The magnitude of the torque acting on the dipole in a uniform electric field is given by $\tau = p E \sin\theta$.

$\tau = (4 \times 10^{-9} \text{ C m}) \times (5 \times 10^4 \text{ N C}^{-1}) \times \sin(30^\circ)$

$\tau = (20 \times 10^{-5} \text{ N m}) \times (1/2)$

$\tau = 10 \times 10^{-5} \text{ N m} = 1.0 \times 10^{-4} \text{ N m}$.

The magnitude of the torque acting on the dipole is $1.0 \times 10^{-4}$ N m. This torque tends to rotate the dipole to align its dipole moment vector with the electric field vector.

The electric field is given by $\vec{E} = ax^{1/2} \hat{i}$. The cube has side length $a = 0.1$ m. One face is at $x=a$ (left face), and the opposite face is at $x=2a$ (right face). The other four faces are parallel to the x-axis (top, bottom, front, back).

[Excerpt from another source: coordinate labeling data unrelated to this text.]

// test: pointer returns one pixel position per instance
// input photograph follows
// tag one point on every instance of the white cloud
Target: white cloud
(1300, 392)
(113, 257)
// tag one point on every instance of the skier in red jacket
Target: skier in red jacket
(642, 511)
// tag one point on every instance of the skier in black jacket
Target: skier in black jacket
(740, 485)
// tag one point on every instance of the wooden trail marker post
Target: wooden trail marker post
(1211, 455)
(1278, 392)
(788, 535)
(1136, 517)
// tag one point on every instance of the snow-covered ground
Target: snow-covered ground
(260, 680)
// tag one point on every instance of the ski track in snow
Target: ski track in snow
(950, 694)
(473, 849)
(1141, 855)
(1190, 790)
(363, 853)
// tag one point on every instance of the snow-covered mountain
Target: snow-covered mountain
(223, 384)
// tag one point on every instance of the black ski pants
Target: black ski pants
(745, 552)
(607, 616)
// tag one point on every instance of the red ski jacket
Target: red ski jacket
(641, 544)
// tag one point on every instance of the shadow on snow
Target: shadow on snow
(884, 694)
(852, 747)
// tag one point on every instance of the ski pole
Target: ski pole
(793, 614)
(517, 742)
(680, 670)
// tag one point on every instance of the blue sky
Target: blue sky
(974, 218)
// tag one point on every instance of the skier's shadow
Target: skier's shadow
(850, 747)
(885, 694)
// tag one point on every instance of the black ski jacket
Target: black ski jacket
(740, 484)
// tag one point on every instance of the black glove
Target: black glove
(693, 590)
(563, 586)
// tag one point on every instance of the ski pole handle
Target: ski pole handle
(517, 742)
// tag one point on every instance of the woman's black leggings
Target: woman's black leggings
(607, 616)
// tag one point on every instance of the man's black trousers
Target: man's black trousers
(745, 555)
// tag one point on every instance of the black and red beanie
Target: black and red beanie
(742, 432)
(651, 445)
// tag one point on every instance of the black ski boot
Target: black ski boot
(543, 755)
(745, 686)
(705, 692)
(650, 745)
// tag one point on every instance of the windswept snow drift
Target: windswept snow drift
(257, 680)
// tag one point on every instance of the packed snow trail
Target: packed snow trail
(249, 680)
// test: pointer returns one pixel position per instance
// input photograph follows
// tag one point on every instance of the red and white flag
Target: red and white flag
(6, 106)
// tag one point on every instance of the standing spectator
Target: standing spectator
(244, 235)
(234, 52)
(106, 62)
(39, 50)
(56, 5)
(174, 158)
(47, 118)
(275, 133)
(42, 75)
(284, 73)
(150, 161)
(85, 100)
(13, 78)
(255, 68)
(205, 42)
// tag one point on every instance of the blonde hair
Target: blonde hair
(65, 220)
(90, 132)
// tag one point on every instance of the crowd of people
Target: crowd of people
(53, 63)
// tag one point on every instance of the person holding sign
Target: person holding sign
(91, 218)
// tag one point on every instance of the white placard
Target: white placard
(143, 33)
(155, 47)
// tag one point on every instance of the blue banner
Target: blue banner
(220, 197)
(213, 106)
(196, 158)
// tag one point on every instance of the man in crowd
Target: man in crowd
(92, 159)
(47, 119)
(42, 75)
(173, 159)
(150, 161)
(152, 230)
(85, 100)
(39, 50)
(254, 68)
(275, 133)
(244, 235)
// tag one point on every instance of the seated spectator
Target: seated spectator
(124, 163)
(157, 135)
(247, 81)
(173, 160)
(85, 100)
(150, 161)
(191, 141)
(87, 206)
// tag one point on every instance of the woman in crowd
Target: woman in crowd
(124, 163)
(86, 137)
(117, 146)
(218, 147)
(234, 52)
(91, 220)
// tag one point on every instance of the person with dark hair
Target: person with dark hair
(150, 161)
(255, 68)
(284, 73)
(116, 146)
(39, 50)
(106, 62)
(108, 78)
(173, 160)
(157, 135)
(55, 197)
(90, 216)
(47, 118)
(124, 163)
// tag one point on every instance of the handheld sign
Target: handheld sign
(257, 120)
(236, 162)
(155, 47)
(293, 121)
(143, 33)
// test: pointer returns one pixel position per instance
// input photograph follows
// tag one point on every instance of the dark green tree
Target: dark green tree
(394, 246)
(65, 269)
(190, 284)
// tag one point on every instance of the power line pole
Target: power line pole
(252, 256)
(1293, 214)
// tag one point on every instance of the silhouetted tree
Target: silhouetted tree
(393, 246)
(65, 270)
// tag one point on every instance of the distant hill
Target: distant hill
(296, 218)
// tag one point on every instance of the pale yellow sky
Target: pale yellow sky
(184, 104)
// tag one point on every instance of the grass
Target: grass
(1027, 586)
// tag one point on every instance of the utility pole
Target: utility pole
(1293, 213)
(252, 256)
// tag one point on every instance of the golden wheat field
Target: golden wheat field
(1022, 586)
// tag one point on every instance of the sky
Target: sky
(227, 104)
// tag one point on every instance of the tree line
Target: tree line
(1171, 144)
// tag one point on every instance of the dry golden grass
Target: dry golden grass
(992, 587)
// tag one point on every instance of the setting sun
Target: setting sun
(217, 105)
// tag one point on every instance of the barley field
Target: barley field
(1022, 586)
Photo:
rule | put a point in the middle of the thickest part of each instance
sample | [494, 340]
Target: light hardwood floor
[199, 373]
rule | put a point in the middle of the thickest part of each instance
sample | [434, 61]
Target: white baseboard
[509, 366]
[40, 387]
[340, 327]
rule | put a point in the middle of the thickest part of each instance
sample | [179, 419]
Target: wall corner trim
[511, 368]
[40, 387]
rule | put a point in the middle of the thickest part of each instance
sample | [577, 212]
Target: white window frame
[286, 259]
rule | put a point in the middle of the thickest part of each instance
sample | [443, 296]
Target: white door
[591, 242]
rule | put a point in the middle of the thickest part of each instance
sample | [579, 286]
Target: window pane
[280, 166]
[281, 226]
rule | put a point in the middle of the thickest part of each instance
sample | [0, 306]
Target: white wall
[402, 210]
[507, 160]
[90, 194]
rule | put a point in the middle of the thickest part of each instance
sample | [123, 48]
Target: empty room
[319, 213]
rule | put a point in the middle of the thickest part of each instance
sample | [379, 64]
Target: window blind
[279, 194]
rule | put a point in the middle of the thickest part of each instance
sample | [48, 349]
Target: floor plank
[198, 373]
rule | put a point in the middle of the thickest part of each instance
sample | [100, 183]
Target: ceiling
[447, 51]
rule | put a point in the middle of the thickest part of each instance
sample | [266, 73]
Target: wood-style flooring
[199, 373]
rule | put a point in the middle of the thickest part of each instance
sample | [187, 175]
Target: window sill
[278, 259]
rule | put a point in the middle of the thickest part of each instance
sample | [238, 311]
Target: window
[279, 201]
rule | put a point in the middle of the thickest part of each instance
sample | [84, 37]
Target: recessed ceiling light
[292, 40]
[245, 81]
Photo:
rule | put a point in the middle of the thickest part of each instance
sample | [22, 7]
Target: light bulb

(a) Flux through the cube: The electric flux $\Phi_E$ through a closed surface is the sum of the flux through each face. $\Phi_E = \oint \vec{E} \cdot d\vec{S}$.

For the faces perpendicular to the x-axis (left and right), the normal vectors are parallel or antiparallel to $\hat{i}$. For the other four faces, the normal vectors are perpendicular to $\hat{i}$ (along $\pm \hat{j}$ or $\pm \hat{k}$), so $\vec{E} \cdot d\vec{S} = (ax^{1/2} \hat{i}) \cdot (dS \hat{j/k}) = 0$. The flux through these four faces is zero.

Left face: Located at $x = a$. Electric field $\vec{E}_L = aa^{1/2} \hat{i}$. The outward normal for the left face is $\hat{n}_L = -\hat{i}$. The area vector is $\vec{S}_L = a^2 (-\hat{i})$. Flux $\Phi_L = \vec{E}_L \cdot \vec{S}_L = (aa^{1/2} \hat{i}) \cdot (a^2 (-\hat{i})) = -aa^{1/2}a^2 = -a^{5/2}$.

Right face: Located at $x = 2a$. Electric field $\vec{E}_R = a(2a)^{1/2} \hat{i} = a \sqrt{2} a^{1/2} \hat{i}$. The outward normal for the right face is $\hat{n}_R = +\hat{i}$. The area vector is $\vec{S}_R = a^2 (+\hat{i})$. Flux $\Phi_R = \vec{E}_R \cdot \vec{S}_R = (a\sqrt{2}a^{1/2} \hat{i}) \cdot (a^2 (+\hat{i})) = a\sqrt{2}a^{5/2} = \sqrt{2}a^{5/2}$.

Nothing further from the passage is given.